Sonhos mudam sob efeito de maconha? Estudo usa IA para investigar
Fechar os olhos e sonhar. Estar do lado oposto da vigília atenta do dia sustenta preocupações e medos inconscientes e ainda é interpretado como sinônimo de premonição por alguns, sendo um fio condutor essencial a muitas culturas.
"Na cultura ocidental, o sonhar tem um significado anedótico. Mas o sonho é algo importante, fundamental no nosso psiquismo. Diferente é a relação na cultura yanomami, por exemplo, onde o sonho é uma construção fundamental da sociedade", diz Mariana Muniz, psiquiatra e neurocientista em formação.
A médica e o professor Sidarta Ribeiro, pesquisador amplamente conhecido pelo estudo do cérebro, debruçam-se sobre uma questão relacionada aos sonhos: o uso da maconha pode influenciá-los?
Ambos coordenam uma pesquisa no Instituto do Cérebro da UFRN (Universidade Federal do Rio Grande do Norte), feita por meio de um questionário online aberto a todo o Brasil, e que visa encontrar respondentes usuários e não usuários da cannabis, seja de forma medicinal ou não.
Atualmente, a UFRN realiza outras pesquisas com o tema e recebeu autorização da Anvisa para fazer plantio de maconha, para produzir extratos em processo controlado para pesquisa científica de epilepsia em roedores.
Por que sonhar é importante e qual o efeito da cannabis?
"Existe uma percepção generalizada entre os usuários de que a maconha afeta os sonhos, mas isso não está bem mapeado. O sonhar é importante para saúde humana, para cognição e para o equilíbrio emocional. Portanto, a cannabis pode ter um significado considerável na vida mental", diz Sidarta Ribeiro, em entrevista ao VivaBem.
Muniz afirma que a pesquisa pretende desvendar algumas perguntas para além dos relatos, como entender o acesso à cannabis medicinal, investindo em questões de renda e declarações raciais, focando também em ouvir públicos não brancos e de regiões periféricas das cidades. Ao todo, o estudo já conta com cerca de 3 mil respondentes.
"Sobre os sonhos, são relatos riquíssimos, processos pessoais de pequenas epopeias noturnas, que são muito importantes para nossa psique e para nosso plote de realidade do mundo —é onde algumas amarras lógicas capazes de moldar nosso comportamento durante o dia são desfeitas", diz a pesquisadora.
Nessa flexibilidade acerca dessa existência em que tudo pode, consigo ter um cenário criativo para resolução de problemas e saídas de medos. É muito vasto o papel dos sonhos, não é só uma excrescência neuropsicológica. Mariana Muniz, psiquiatra responsável pela pesquisa
Inteligência artificial para mapear padrões de sonhos
Muniz afirma que, aparentemente, a maconha interfere em um dos ritmos do sono, o chamado sono REM. "Mas ainda temos poucos dados sobre isso, por isso o questionário é exploratório, mas faz perguntas para nós que são essenciais, onde estão os pontos sensíveis e onde podemos aprofundar essas questões", explica a pesquisadora.
O sono REM é basicamente onde a maioria dos sonhos vívidos acontecem, é o momento em que temos movimentos rápidos dos olhos, geralmente nas primeiras horas de sono, mas se repetindo durante a noite.

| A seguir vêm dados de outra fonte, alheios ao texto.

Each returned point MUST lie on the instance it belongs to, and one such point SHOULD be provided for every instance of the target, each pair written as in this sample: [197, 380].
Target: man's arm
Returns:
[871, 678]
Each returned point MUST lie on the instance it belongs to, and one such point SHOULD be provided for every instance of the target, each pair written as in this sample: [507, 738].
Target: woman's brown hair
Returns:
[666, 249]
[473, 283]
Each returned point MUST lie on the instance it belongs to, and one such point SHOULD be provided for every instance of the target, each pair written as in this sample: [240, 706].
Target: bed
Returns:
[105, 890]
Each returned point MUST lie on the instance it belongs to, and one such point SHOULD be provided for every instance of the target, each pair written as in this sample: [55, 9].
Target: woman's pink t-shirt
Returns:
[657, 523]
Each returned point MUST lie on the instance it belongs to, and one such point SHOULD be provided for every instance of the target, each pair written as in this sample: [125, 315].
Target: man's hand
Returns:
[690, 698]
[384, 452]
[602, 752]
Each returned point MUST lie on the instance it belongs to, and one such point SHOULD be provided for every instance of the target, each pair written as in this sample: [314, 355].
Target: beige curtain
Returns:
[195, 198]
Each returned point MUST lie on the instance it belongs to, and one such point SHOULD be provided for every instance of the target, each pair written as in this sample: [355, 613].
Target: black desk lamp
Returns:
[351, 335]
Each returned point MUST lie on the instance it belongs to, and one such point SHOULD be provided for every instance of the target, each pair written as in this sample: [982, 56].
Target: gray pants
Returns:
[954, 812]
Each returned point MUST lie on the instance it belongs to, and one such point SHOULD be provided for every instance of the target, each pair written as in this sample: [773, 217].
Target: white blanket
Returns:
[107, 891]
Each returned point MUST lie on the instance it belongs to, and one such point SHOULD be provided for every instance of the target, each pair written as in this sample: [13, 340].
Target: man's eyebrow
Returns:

Não há necessariamente uma área responsável pelos sonhos no cérebro, ele funciona por interconexão. Temos conexão com o meio, que calibra a sua consciência e a sua consciência vai se formando a partir dessa calibração, mas sabemos dos ritmos e como ele se comporta. Mariana Muniz, psiquiatra responsável pela pesquisa
Para mapear os "padrões dos sonhos", os pesquisadores utilizam inteligência artificial, capaz de encontrar esses caminhos semelhantes ou não nas narrativas cedidas pelos respondentes e comparar os tipos de sonhos, de acordo com os hábitos de uso ou não de maconha pelos participantes.
"A gente usa várias ferramentas de IA. Com base no processamento natural de linguagem, pegamos parâmetros gerados pela IA para mapear dentro desses relatos alguns padrões. Vamos fazer esse tipo de análise, entre outras que estão nesse campo da inteligência artificial, que é o processamento de linguagem natural", diz Muniz.